Stochastic Dynamic Programming (SDP) is an optimization methodology that considers the variability of the system. SDP is studied broadly and applied to various systems, from manufacturing to transportation. For them to work correctly, the SDP models need to parametrize accordingly. Each application counts with different parametrization methodologies. Also, when the number of states increases, the algorithms are inefficient, and the optimal policy is hard to interpret for real-case scenarios. Therefore, the structural properties of the models are studied, so optimal strategies are proposed. In this talk, I will cover SDP applications in Revenue Management for the airline industry and healthcare applications.
For revenue management, we will talk about how to define a promotion policy, which has become standard practice in the airline industry as a strategy to boost the total revenue. Diversion of demand from the regular fare to the markdown price, also called dilution, is a side-effect of offering promotions, which needs to be considered in designing successful campaigns. The performance of this model is examined in two cases from a Latin American airline and demonstrates considerable savings by applying the proposed optimal policy versus the airline’s current policy.

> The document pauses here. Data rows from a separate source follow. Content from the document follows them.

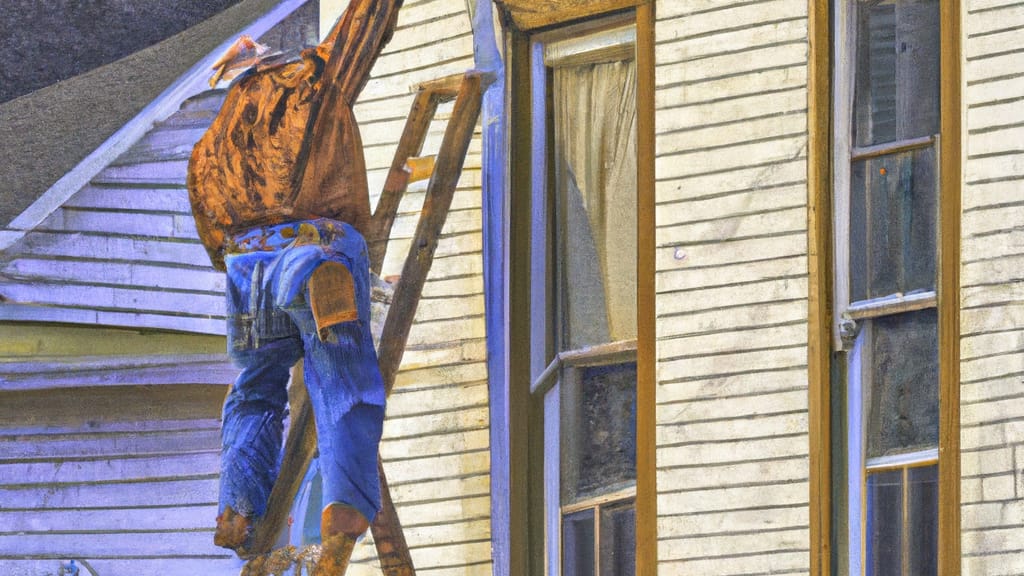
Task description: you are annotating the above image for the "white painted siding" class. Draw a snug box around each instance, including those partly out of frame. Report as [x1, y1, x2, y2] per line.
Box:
[0, 377, 240, 576]
[961, 0, 1024, 576]
[655, 0, 809, 575]
[325, 0, 492, 576]
[0, 94, 224, 334]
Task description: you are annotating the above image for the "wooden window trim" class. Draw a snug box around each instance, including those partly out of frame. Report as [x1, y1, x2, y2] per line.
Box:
[807, 0, 963, 576]
[499, 0, 657, 576]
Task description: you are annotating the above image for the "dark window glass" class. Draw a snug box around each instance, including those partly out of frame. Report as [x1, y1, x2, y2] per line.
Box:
[854, 0, 939, 147]
[865, 469, 903, 576]
[561, 362, 637, 503]
[600, 500, 636, 576]
[850, 148, 938, 301]
[562, 508, 594, 576]
[907, 464, 939, 576]
[867, 308, 939, 458]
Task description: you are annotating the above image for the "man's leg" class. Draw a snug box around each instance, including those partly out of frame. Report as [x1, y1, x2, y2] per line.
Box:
[214, 338, 301, 554]
[303, 322, 384, 576]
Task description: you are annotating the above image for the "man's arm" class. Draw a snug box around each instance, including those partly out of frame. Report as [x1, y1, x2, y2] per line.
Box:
[316, 0, 402, 105]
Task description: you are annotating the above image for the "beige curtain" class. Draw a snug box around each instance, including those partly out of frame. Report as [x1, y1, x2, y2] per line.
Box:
[554, 60, 637, 349]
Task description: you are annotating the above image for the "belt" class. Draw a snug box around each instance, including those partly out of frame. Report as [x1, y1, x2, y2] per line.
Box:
[226, 218, 345, 254]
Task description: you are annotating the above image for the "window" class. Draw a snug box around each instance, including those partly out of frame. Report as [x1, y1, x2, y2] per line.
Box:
[529, 24, 637, 576]
[833, 0, 941, 576]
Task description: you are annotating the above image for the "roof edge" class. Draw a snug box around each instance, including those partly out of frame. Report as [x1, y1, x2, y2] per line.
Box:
[0, 0, 307, 251]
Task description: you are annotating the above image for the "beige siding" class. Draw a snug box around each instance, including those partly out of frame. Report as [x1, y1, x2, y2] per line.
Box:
[655, 0, 809, 574]
[324, 0, 492, 576]
[961, 0, 1024, 576]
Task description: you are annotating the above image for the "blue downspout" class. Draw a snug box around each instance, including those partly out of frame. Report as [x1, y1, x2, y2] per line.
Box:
[473, 0, 510, 576]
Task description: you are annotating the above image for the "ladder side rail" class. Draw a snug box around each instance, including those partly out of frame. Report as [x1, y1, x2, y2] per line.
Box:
[377, 72, 483, 395]
[367, 87, 440, 275]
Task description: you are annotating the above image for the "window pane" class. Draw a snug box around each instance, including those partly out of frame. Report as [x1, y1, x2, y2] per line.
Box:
[850, 148, 938, 301]
[865, 469, 903, 576]
[562, 508, 594, 576]
[854, 0, 939, 147]
[600, 501, 636, 576]
[554, 61, 637, 351]
[562, 362, 637, 503]
[867, 308, 939, 458]
[907, 464, 939, 576]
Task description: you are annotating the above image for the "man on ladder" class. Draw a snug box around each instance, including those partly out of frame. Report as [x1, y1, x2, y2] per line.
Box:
[187, 0, 401, 576]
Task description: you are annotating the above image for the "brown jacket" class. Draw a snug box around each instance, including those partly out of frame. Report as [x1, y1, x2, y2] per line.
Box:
[187, 0, 402, 270]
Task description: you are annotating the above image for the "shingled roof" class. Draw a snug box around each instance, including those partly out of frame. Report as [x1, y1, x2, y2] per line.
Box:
[0, 0, 315, 334]
[0, 0, 280, 225]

We will also talk about healthcare applications, in particular for the prevention of cardiovascular diseases. Deciding when to collect information, such as the patient’s cholesterol levels, is difficult. Measuring too frequently may be unnecessary and costly; on the other hand, measuring too infrequently means the patient may forgo needed treatment and experience adverse events related to the disease. We present results from estimating a stochastic model based on longitudinal data for cholesterol in a large cohort of patients seen in the national Veterans Affairs health system. We further use this model to study policies for when to collect measurements to assess the need for cholesterol-lowering medications.